“彼此恩爱?”白秋毫笑笑,脸上的表情从冷漠到怜悯,“彦宇,你知道安桃家里是什么情况吗?”

白彦宇不知道。

白秋毫也不怪他。

白秋毫随手按灭高压锅的开关,然后用戏谑又嘲弄的调子将安桃的身世娓娓道来。

“安桃从小就是个留守儿童,她的父母为了养活一家人的开销,决定到城市里打拼。”

“应该是她上六年级那会吧,她的父母在我们这个城市安顿好,于是将安桃接到身边照顾。”

“六年级期末考结束,安桃被父母送到寄宿学校,她的成绩确实很好,市里的各大奖项拿个不停,还遇到了几个像样的朋友。”

白秋毫笑了声,然后接着往下说:“随着生活日益富裕,安桃的父母开始背着对方玩婚内出轨。初三那年,争吵不断的两人决定离婚。”
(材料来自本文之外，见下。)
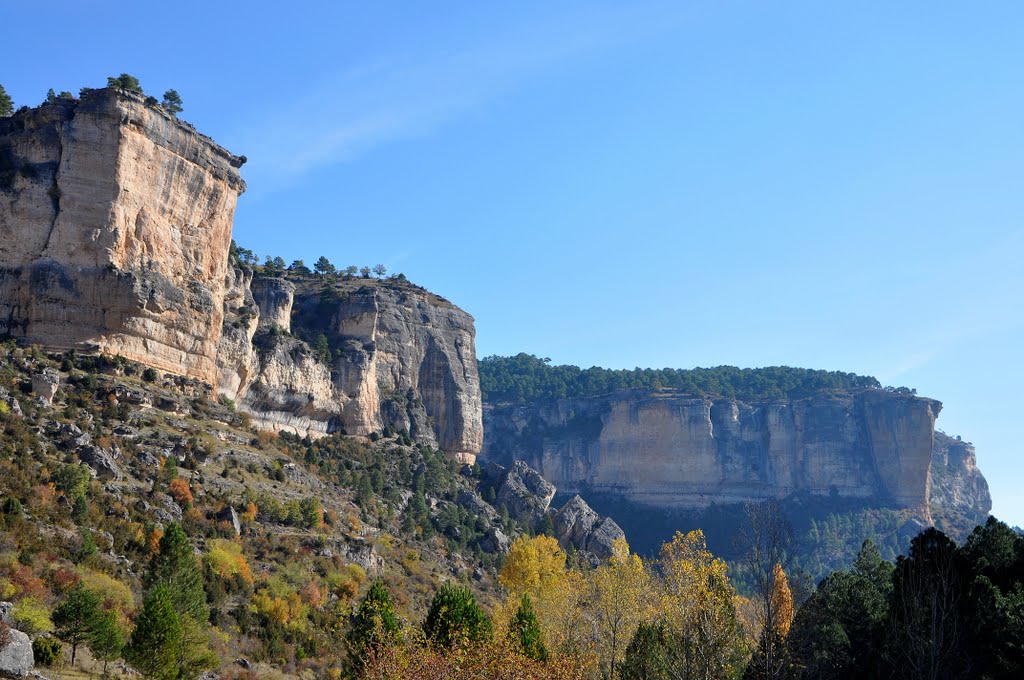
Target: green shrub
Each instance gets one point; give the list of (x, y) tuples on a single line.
[(46, 651)]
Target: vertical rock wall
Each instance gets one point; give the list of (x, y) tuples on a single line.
[(115, 226), (398, 356), (675, 451)]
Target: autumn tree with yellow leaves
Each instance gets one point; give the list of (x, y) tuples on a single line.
[(620, 597)]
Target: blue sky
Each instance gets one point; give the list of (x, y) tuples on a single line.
[(833, 185)]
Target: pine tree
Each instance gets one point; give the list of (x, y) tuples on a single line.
[(455, 617), (526, 631), (76, 617), (323, 266), (175, 566), (157, 638), (108, 638), (374, 626), (6, 103), (172, 102)]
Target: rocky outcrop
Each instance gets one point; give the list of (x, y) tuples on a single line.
[(15, 656), (115, 226), (395, 355), (675, 451), (521, 490), (577, 524), (957, 485)]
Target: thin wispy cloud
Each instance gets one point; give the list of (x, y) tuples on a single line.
[(983, 297), (363, 107)]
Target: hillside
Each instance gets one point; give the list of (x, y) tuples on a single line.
[(665, 451), (100, 455)]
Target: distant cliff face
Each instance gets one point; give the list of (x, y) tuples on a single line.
[(675, 451), (115, 224), (398, 355), (115, 234)]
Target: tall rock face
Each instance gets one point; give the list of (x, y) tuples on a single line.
[(115, 237), (355, 355), (115, 227), (674, 451), (957, 485)]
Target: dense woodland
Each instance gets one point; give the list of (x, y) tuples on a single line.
[(526, 378), (90, 576)]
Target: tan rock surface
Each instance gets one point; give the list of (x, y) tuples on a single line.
[(115, 226), (676, 451)]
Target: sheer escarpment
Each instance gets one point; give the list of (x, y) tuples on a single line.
[(115, 226), (316, 356), (675, 451)]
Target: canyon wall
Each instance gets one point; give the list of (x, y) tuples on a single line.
[(116, 224), (115, 227), (675, 451), (390, 353)]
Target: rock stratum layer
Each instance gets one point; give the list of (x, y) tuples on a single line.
[(116, 224), (115, 227), (675, 451), (397, 355)]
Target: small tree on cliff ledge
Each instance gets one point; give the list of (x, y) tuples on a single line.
[(6, 103), (172, 102), (125, 82)]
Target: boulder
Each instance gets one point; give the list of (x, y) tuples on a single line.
[(100, 463), (602, 538), (476, 505), (15, 656), (45, 384), (524, 493), (12, 406), (228, 515), (495, 541), (578, 524)]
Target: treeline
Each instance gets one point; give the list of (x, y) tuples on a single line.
[(171, 100), (941, 611), (526, 378)]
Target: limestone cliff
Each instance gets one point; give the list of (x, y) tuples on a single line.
[(671, 450), (115, 226), (397, 355)]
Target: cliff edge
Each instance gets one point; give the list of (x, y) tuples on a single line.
[(116, 224), (670, 450), (115, 227)]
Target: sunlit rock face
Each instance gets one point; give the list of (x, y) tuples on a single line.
[(115, 237), (115, 226), (675, 451), (400, 356)]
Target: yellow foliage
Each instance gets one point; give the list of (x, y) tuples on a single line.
[(698, 600), (115, 595), (531, 565), (32, 617), (226, 560), (621, 597), (289, 610), (781, 601), (537, 567), (153, 541), (249, 515)]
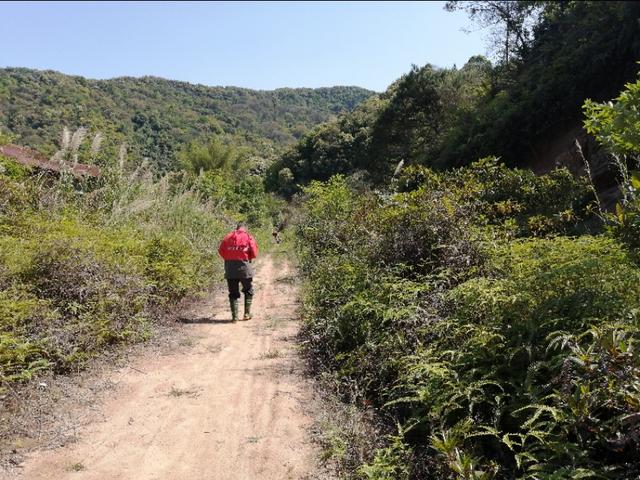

说到这,白秋毫又是一声讥笑:“等安桃收到法院通知书时,她的父母居然已经带着彼此的情人远走高飞。父母不负责,她自己的成长经历也可悲的不行。”

“我从安桃嘴里套到这些事后,一度有过把她撵走的想法,但是我没有。”

白秋毫看向自己的儿子,表情有点陌生:“彦宇,你知道为什么吗?”

白彦宇不明白。

白秋毫也不卖关子:“因为我想让你跟她在一起,然后忘掉姓缪的那小子。”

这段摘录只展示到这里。